January 16, 2017 10:50 pm | Updated January 20, 2017 03:38 pm IST - THIRUVANANTHAPURAM:

The Consumer Price Index (CPI) is likely to soften to 4.5% in 2017 from 4.9% in 2016, said rating agency ICRA in a report.

Key factors that will dominate CPI inflation in 2017 include monsoon dynamics, the impact of the Goods and Services Tax (GST) on prices, commodity price movements, and the Rupee – U.S. dollar exchange rate, said Moody’s Investors Service and its Indian affiliate, ICRA.

Based on the minutes of the Monetary Policy Committee’s December 2016 meeting — which revealed a renewed emphasis by some members on achieving the mid-point, or 4%, of the inflation target range of 2%-6% — the room for incremental repo rate cuts will prove limited, at 25 basis points over the next six months.

Moody’s explained that the implementation of the pending GST and other measures aimed at enhancing income declaration and tax collection will help widen India’s tax base and boost revenues. However, such a boost would only materialise over time, with the magnitude uncertain at this point, the report said.

‘Deficit sizeable’

As a result, the general government deficit will remain sizeable, and any reduction in India’s government debt burden will largely rely on robust nominal GDP growth.

Moody’s expected that India’s debt-to-GDP will hover around the current levels (at 68.6 per cent in 2015) before falling gradually, as nominal GDP growth is sustained and revenue-broadening and expenditure efficiency-enhancing measures take effect.

On the fiscal front, Moody’s said that the government would likely remain committed to achieving its fiscal deficit target of 3.5% of GDP for the fiscal year ending March 31, 2017.

However, room to reduce the deficit further to the target of 3% of GDP in the following year will be limited, due to the need for increased infrastructure spending and higher government salaries.

The government announced its intention to increase public capital expenditure in the last budget to help reduce supply-side bottlenecks and stimulate growth.

Meanwhile, wages and salaries accounted for about 50% of total fiscal expenditure, with a large, one in 10-year increase in central government compensation just implemented.

Moody’s said it expected that the government to renew its commitment to increase capital spending and address the short-term disruptive impact of demonetisation, during its budget speech on February 1.

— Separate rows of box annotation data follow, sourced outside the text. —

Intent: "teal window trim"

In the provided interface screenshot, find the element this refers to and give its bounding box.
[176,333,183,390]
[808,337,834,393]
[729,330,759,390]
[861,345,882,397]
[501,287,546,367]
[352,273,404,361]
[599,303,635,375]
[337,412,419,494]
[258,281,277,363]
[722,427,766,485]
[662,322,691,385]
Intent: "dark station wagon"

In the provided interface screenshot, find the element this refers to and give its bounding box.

Moody’s and ICRA pointed out that after a temporary dampening effect on consumption and investment in the medium-term, demonetisation would likely strengthen India’s institutional framework — by reducing tax avoidance and corruption — and should support efficiency gains through a greater formalisation of economic and financial activity.

The report also pointed out that in an environment of lacklustre global trade, and with economies globally facing the increasing risk of protectionism, India’s very large domestic markets provide a relative competitive advantage when compared with smaller and more trade-reliant economies.